Let's assume that you could do this without going to jail, without any ethical dilemmas, or any trouble sleeping at night. You have several options:
To make this work, you'll need to drop in a small linux router box between the modem and the wireless router. This will run all the software for filtering, etc. As some people have mentioned, you'd need to get a femtocell box also if you wanted to log cellphone data. There will be legal issues with this, since you can't guarantee that it only services inside your "client"'s home.
As for the setup, you'll want to run a transparent proxy, not squid. You can check on the hacking forums for ones that even perform man-in-the-middle attacks on ssh, to log that traffic also. This should already be raising some red flags as to why this is a Bad Idea (tm). These tools will most likely already be set up to log facebook messages. If not, you can write some NLP software to sort through captured data.
Honestly, I think this post was allowed through not because of the content, or looking for actual answers, but rather to test the ethical waters. Most posters know of ways to do this, but will first raise the ethical/legal issues involved.
What you want can be done, but don't expect it to be user friendly unless you're willing to part with a fair amount of money and bring in a few programmers for that bit.
So, please don't tells us ... but please, if you're going to all this trouble ... I hope you've got something to protect that is a lot bigger than what you describe here.
Anyone who feels s/he needs to do all that monitoring of -family- member(s) has already lost them.

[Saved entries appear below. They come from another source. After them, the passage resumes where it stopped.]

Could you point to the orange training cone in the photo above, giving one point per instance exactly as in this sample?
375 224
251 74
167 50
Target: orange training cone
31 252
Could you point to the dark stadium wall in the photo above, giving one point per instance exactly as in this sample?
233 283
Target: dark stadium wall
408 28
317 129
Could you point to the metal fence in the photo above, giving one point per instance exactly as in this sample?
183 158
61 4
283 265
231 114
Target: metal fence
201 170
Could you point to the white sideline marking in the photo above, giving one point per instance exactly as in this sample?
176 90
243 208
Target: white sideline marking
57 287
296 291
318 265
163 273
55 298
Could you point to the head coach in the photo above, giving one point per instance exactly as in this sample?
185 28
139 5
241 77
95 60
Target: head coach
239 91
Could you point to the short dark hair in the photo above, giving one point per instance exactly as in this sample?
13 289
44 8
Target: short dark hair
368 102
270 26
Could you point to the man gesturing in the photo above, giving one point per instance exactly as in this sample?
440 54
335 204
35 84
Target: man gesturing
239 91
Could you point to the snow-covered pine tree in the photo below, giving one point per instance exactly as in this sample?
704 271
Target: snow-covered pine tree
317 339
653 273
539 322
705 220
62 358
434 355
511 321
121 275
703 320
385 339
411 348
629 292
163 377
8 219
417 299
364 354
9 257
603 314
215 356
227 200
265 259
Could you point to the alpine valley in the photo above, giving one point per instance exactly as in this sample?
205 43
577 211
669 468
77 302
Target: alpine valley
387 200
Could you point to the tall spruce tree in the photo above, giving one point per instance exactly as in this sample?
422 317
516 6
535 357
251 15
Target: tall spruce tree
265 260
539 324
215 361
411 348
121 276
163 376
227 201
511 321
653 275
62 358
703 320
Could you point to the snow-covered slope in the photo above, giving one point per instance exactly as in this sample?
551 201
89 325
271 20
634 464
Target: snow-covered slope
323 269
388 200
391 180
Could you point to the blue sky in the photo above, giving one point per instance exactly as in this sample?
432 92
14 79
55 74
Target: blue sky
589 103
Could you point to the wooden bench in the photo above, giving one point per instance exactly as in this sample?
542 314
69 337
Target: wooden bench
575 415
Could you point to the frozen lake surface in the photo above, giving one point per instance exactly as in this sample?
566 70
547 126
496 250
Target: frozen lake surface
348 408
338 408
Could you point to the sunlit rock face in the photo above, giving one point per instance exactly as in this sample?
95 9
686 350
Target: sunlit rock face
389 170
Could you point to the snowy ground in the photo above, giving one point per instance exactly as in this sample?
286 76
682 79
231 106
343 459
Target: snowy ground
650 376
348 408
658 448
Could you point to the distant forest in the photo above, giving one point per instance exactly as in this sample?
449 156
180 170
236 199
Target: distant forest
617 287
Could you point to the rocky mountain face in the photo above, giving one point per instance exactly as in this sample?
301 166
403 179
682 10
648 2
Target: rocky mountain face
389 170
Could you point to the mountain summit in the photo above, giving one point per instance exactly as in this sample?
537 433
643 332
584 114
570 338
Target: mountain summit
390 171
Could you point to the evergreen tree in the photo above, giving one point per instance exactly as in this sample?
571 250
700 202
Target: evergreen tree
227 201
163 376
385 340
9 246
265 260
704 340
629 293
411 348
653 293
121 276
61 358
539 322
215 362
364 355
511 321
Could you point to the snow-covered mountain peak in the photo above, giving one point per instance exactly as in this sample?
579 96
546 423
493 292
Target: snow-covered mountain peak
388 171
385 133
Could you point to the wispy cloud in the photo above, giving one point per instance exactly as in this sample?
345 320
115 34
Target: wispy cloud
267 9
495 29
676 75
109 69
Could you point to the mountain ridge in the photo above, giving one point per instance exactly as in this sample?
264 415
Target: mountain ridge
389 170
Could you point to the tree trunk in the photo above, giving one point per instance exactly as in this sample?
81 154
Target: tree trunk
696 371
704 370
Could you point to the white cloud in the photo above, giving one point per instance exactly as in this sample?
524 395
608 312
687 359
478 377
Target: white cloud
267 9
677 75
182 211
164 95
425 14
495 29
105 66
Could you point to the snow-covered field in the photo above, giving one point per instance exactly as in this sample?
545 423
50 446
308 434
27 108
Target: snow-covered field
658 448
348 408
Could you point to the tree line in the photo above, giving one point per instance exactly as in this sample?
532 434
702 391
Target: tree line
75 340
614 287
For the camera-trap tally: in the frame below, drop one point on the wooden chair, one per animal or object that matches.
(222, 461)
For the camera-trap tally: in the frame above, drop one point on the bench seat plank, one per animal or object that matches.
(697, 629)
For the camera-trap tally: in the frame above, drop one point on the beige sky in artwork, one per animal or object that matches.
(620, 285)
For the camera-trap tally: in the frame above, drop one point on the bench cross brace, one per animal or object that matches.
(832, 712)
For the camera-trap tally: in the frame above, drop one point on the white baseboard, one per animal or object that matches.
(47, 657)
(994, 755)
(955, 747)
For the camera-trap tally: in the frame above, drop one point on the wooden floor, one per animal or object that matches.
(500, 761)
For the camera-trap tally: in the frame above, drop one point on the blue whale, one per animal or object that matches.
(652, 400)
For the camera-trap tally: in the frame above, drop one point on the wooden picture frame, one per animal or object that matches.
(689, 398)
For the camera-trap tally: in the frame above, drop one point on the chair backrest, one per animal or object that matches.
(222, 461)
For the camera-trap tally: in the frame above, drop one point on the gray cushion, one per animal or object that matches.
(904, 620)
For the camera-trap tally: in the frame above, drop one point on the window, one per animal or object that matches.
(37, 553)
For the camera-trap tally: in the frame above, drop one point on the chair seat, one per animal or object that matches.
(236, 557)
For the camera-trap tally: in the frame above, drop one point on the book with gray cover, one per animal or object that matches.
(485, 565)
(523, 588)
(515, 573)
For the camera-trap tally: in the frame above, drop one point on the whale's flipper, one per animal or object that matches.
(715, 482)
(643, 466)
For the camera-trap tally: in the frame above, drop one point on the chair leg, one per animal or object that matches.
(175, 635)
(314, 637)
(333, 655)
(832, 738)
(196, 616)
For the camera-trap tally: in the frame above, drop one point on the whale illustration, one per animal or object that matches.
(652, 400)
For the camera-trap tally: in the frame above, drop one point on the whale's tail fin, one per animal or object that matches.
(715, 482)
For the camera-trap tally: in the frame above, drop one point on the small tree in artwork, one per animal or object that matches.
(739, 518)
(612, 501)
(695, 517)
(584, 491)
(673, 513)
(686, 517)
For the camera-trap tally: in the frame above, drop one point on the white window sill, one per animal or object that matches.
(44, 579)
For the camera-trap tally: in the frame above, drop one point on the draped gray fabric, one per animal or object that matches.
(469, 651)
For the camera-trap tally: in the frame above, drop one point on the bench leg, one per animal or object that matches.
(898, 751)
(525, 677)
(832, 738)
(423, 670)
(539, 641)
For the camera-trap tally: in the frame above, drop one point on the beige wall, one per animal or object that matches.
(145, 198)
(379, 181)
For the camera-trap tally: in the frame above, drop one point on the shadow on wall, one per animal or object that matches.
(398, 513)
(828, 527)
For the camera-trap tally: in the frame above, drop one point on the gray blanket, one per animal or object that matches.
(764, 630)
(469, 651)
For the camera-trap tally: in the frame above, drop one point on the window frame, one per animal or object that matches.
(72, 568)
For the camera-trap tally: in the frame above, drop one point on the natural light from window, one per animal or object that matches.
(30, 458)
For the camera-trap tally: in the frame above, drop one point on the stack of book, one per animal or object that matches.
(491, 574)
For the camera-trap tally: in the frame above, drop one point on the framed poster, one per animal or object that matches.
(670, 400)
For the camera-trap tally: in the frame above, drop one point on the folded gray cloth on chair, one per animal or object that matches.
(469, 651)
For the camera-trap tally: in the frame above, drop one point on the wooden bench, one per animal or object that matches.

Evidence doesn't convince someone to stop doing what they want (& may have a human right) to do.
How much $$$ would it take to join forces with such a despicable person?
I don't respect what you seem to be doing, as I believe it may be -both- unethical & ineffective.
Because the "client" is a guy trying to catch his wife cheating on him and will soon land himself in divorce court. The "legal" issue is that wiretapping laws prevent him putting snoopware on to her machine(s) without her consent. Run away from this project as fast as you can. Unless you are working for the NSA, the first rule of data capture is that you JUST have the permission of the people whose data you're capturing. Bad things happen to techs who skip this step.
His question reminds me of one of my own. I have an office environment who is a client who'd like to have an idea of what kind of Internet traffic and bandwidth their workers are using. Stuff like is Legal using Facebook all day and how many megs are they using doing so? Who is the guy streaming music all day and is he affecting the FTP upload of large graphic marketing materials? They have a Cisco router and 10megs bandwidth but want a better picture of how it is being used. I picture some software running against the Cisco logs and making it understandable.
Something pretty and easy to read. :)
http://www.ipcop.org/ Bootable Linux ISO installed on some dinosaur PC hardware. 2 NICs, Inside & Outside. Put behind the Linksys/Netgear/router. Install the Squidguard add on. Transparent Proxy that watches ALL HTTP (TCP port 80) traffic and HTTPS (TCP 443) URL's. transparent for all outbound recording. Designed network bottleneck for all outbound Internet traffic. Configure DHCP client on the outside, and DHCP server to the inside. So all clients receive DHCP services from IPCop. All free.
How long can a troll go?
With each breath in, a flower somewhere opens; with each breath out, a flower withers away. In between lies beauty.
As soon as they find out they're being monitored, they'll just turn off WiFi and use 3G instead. Good luck monitoring that.
But seriously...
1) if you're trying to build this from scratch and are asking slashdot - it's not going to work, and
2) what ever happened to simply stating the rules and expecting everyone to follow them? It sounds like this guy is a serious control freak.
...rather than answering the question, I'm going to tell you that you're doing it wrong.
Your client needs to educate his family. Spying on them isn't going to protect them or teach him anything he wants to know. He should start by educating himself - this has the added benefit that he might realise how pointless this approach is.